最も恐ろしいのは、死後の世界について、誰も知らないということである。人類史上、死は普遍的なものだが、その後については誰もわからない。また、臨死体験というものもあるが、あくまで臨死であり、その後意識を回復していることから、本当に死んだわけではない。死後の世界があるどうかについては、何ら保障がないということである。
もちろん、それは「死後の世界」なるものが「存在」した場合の話である。もしかすると、死後は「無」に帰するのかもしれない。それがどういうことなのか、今生きている私には想像もつかない。もしくは、現世を終えたのち、輪廻転生を繰り返し、別の生物として生まれてくるのかもしれない。
今年1月から「ブラッシュアップライフ」というドラマが放送された。自分の人生を何度もやり直しながら「ブラッシュアップ」していくというあらすじである。
主人公・近藤麻美(演・安藤サクラ)は何度か死ぬが、そのたびに、ゼロから自分の人生を生きなおし「ブラッシュアップ」していく。本当は、人間としての来世を期待しているのだが、それがなかなか実現しないので、もう一度自分の人生をやりなおすのである。
これはあくまでフィクションである。だから、本当にそういうことがあるかどうかわからない。また、世界宗教においても新興宗教においても「死後の世界」について語られることは多いが、あくまで現世を生きている人間による「仮説」であり、それが本当に存在するかどうか証明できない。
今のところ、誰も「死後の世界」について、知ることができないのである。
それならば、いっそ「死後の世界」について考えることそのものが無駄なのかもしれない。死ぬのは怖い。しかし、心配したところでどうすることもできない。あくまで、寿命を延ばしたり、気をそらしたりして、問題を先送りすることに集中するほかない。
一般的に、私たちは人生を進めていく過程で、無意識的にそのように振る舞っている。わざわざ言語化するほどのことでもなく、自然とそういうふうに生きている。この文章を書いている私は変わり者なのだろう。
けれども、これだけは書き残しておきたい。
たとえ、死後にどのような世界が待ち受けていようとも、己の欲するところに従って人生を歩んでいければ、死ぬ間際に「ああ、なんてよい人生だったんだろう」と振り返ることができるのではないか。そうすれば、多少は死ぬことへの恐れは小さくなるだろう。
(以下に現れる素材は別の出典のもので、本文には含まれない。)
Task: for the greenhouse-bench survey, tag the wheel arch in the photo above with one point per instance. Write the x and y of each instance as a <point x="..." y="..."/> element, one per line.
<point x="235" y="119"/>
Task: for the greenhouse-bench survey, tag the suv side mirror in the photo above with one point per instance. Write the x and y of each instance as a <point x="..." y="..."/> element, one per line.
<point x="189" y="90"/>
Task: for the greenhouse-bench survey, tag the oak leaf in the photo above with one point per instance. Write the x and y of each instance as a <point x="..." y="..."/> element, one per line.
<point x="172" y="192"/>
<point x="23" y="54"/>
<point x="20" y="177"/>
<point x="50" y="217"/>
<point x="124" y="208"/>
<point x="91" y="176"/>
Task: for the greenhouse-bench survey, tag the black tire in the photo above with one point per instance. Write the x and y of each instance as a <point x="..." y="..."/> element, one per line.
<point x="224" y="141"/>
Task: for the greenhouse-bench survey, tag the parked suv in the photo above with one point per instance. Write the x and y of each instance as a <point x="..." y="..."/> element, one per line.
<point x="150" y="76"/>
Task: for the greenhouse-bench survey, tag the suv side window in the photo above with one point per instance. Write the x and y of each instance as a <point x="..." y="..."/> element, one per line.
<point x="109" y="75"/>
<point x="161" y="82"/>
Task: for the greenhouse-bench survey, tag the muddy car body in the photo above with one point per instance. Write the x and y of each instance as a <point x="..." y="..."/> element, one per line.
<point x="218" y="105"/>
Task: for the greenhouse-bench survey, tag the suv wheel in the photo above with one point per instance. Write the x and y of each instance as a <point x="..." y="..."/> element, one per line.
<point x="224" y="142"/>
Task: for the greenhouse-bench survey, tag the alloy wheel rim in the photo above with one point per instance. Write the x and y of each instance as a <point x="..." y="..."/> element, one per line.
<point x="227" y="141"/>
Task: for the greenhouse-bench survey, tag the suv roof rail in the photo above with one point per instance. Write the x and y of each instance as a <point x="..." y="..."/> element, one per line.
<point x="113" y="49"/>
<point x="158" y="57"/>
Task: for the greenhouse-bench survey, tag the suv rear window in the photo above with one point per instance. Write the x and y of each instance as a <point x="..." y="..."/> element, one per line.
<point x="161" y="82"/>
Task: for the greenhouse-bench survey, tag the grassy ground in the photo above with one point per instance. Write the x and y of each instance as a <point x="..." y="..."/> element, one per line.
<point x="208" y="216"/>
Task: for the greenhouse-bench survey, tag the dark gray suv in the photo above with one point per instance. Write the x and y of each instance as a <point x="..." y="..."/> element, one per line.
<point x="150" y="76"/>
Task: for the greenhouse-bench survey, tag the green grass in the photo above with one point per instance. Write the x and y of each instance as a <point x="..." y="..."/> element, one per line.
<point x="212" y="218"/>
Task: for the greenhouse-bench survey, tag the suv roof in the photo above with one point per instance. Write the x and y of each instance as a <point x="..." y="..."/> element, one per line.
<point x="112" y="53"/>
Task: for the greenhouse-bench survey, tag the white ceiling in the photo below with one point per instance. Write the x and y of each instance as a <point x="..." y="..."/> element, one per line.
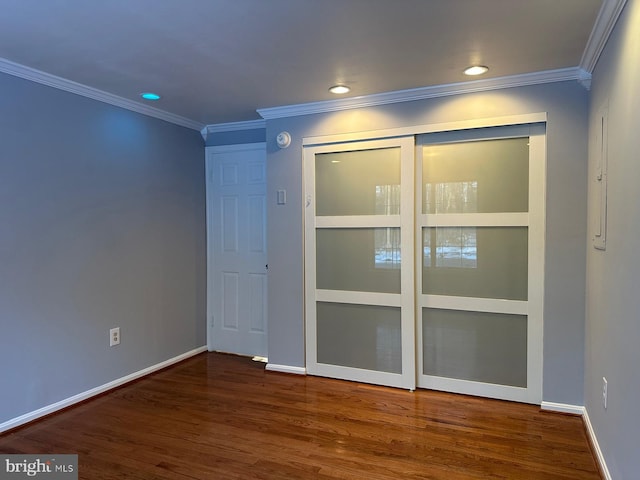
<point x="217" y="61"/>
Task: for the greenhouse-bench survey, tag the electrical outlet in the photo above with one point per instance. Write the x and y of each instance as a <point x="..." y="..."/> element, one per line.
<point x="114" y="337"/>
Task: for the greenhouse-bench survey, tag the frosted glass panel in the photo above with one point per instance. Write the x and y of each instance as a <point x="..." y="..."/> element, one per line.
<point x="359" y="336"/>
<point x="486" y="262"/>
<point x="358" y="259"/>
<point x="476" y="346"/>
<point x="365" y="182"/>
<point x="485" y="176"/>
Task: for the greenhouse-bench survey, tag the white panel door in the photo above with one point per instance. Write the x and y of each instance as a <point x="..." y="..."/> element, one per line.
<point x="236" y="250"/>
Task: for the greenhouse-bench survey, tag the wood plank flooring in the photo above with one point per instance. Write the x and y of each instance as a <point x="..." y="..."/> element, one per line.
<point x="218" y="416"/>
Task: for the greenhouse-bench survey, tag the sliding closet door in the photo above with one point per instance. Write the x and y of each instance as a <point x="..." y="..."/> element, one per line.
<point x="359" y="281"/>
<point x="479" y="265"/>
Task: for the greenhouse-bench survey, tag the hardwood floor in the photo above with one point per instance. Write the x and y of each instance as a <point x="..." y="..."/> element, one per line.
<point x="218" y="416"/>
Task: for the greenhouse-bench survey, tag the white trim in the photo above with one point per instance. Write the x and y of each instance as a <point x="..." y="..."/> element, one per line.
<point x="38" y="76"/>
<point x="596" y="446"/>
<point x="507" y="120"/>
<point x="359" y="221"/>
<point x="562" y="408"/>
<point x="232" y="127"/>
<point x="435" y="91"/>
<point x="80" y="397"/>
<point x="474" y="304"/>
<point x="272" y="367"/>
<point x="510" y="219"/>
<point x="606" y="21"/>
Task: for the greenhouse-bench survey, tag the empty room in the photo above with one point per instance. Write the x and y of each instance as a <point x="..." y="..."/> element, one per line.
<point x="282" y="239"/>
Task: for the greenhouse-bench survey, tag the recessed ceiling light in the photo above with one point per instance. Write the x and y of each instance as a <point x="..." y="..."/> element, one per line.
<point x="150" y="96"/>
<point x="339" y="89"/>
<point x="476" y="70"/>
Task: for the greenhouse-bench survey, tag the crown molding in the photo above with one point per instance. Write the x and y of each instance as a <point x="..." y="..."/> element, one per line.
<point x="605" y="22"/>
<point x="38" y="76"/>
<point x="536" y="78"/>
<point x="232" y="127"/>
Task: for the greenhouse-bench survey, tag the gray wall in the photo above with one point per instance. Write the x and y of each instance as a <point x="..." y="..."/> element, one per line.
<point x="566" y="105"/>
<point x="101" y="224"/>
<point x="234" y="137"/>
<point x="613" y="302"/>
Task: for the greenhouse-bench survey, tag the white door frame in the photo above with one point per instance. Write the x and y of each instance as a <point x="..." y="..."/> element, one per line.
<point x="536" y="217"/>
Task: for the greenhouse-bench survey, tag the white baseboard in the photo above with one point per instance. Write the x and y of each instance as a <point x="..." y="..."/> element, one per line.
<point x="562" y="408"/>
<point x="286" y="369"/>
<point x="596" y="446"/>
<point x="67" y="402"/>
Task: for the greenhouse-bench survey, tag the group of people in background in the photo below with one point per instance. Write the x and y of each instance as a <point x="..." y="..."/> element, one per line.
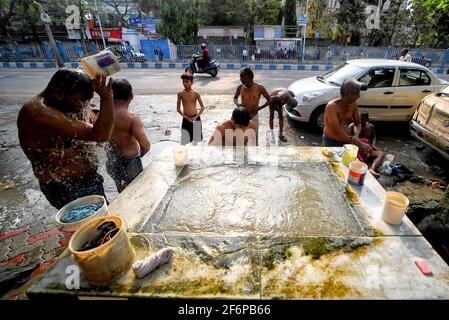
<point x="59" y="130"/>
<point x="244" y="123"/>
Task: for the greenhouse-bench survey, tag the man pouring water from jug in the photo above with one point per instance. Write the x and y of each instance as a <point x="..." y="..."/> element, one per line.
<point x="340" y="113"/>
<point x="58" y="132"/>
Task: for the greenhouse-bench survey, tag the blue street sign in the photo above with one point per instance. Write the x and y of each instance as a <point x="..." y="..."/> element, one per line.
<point x="137" y="20"/>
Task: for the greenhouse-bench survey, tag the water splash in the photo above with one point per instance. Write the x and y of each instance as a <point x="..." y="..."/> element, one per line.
<point x="80" y="212"/>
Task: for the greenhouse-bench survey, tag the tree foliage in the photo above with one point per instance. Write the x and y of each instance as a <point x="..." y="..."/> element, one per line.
<point x="290" y="18"/>
<point x="429" y="23"/>
<point x="268" y="12"/>
<point x="179" y="21"/>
さらに、自分の思った通りに人生を歩んでいくことができているという実感を持ちながら生きることができればそれ以上のことはないと思う。
その答えはそれぞれである。そこに共通の正解を求めれば、不幸な人が出てきてしまい、挙句、後悔の多い人生になってしまう。
私は、なるべく「楽しいこと」や「楽なこと」「ゆとりを得ること」に重きを置いて、人生を送っていきたい。なぜならば、死後にどのような世界が待ち受けているかはわからないが、きっと、現世よりも苦しくて自由の少ない世界が待っているような気がするからである。その上、死後の世界が「無」であったとすれば、自分の意思ではやりたいことが何もできない。
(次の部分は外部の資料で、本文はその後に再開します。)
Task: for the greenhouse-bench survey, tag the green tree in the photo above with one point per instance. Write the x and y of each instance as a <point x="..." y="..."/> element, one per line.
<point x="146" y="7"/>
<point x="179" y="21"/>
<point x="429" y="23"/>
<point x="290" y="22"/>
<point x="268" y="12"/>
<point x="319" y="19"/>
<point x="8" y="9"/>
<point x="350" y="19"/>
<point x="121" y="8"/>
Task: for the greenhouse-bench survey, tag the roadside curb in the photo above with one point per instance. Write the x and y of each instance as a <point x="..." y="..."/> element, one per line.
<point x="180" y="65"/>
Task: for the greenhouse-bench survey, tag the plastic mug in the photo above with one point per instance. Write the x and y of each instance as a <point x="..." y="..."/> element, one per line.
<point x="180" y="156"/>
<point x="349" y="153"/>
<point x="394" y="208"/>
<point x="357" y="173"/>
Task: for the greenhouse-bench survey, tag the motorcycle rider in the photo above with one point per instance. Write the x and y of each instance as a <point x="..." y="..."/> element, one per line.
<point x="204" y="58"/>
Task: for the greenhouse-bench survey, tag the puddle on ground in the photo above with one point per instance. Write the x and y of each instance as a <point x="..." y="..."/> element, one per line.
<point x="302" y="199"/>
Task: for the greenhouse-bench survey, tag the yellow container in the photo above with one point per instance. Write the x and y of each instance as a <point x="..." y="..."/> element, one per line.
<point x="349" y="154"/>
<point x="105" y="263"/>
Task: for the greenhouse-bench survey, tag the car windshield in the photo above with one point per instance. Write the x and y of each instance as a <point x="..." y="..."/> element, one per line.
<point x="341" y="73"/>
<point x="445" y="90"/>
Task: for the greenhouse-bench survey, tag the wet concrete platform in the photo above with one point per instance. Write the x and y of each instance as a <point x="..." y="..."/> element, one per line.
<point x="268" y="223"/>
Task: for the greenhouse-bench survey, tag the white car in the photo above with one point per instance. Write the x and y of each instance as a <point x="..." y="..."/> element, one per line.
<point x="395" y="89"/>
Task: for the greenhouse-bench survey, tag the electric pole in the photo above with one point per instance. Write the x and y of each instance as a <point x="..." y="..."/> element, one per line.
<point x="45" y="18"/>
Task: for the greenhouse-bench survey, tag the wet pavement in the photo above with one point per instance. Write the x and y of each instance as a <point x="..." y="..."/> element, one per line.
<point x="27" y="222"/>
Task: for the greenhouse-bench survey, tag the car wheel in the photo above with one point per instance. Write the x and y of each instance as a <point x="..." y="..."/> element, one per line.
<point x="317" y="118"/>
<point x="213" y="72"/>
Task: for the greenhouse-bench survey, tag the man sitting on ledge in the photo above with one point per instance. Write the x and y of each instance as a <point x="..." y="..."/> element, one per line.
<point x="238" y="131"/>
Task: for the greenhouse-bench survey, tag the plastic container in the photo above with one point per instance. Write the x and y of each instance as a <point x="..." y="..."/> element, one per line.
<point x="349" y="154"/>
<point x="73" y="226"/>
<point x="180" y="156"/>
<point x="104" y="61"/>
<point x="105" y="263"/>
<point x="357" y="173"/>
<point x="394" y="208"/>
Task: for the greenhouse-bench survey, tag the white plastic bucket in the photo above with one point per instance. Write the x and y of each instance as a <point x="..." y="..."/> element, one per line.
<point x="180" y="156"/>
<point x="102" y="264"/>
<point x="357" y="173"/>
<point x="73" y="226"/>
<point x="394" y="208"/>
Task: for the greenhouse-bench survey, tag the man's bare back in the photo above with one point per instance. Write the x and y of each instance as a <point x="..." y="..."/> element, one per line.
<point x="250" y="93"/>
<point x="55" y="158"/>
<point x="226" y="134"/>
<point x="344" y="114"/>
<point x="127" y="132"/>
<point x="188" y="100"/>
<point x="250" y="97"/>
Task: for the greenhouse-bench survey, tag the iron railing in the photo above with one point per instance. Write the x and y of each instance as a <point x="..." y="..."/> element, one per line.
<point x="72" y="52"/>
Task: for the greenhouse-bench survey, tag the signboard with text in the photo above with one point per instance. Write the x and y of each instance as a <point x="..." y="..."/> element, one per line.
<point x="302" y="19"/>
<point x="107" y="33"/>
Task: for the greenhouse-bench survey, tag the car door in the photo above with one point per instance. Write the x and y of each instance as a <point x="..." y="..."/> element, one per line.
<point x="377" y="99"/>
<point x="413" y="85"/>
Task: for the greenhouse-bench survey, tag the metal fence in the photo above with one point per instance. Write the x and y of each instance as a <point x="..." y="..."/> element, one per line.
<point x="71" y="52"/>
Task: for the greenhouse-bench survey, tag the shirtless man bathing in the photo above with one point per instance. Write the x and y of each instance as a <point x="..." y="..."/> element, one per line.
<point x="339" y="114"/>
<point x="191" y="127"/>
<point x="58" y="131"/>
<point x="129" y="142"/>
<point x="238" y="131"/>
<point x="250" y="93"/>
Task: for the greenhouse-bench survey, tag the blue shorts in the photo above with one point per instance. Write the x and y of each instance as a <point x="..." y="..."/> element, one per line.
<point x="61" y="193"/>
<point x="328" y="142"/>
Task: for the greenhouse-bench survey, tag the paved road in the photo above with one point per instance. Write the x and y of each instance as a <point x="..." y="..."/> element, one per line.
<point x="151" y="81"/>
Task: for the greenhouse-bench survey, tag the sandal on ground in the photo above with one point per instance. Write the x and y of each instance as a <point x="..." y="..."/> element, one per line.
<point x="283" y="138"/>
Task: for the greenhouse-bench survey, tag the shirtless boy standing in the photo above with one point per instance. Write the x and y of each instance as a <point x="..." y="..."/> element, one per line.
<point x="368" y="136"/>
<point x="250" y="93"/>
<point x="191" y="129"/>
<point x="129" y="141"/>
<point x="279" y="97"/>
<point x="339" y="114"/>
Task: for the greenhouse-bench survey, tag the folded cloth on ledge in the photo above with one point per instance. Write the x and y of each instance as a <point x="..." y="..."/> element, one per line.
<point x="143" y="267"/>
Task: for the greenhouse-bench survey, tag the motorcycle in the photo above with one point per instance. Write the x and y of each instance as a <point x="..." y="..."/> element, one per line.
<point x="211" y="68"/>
今年の大河ドラマ「どうする家康」では、三河の一向一揆についての描写があった。そこに登場した一向宗の寺院は、まるで極楽浄土を再現したかのような、浮世離れした非日常的な世界観が特色である。「現世の罪は、現世限り」という考え方もまた他の仏教宗派と異なり特徴的である。
「現世の罪」が「現世限り」だとすれば、もしかすると「現世の徳」や「現世の幸せ」も「現世限り」なのかもしれない。そうだとすれば(他人を傷つけない程度に)自分の夢・目標・欲望に正面から向き合うことこそ、現世に悔いを残さないことにつながる。
そして「人生は現世限り」ということを胸に刻みながら、今日から生きていきたいと強く思う。逆に、少々嫌なことがあっても「どうせ人生は現世限りだし」と割り切ることもできるし、一石二鳥である。
後悔のない人生を送ることができたころには、死ぬのが怖くなくなっているかもしれない。もしかすると、それまでに不老不死の研究が進んでいるなんてことがあったらもっとよいのだが…。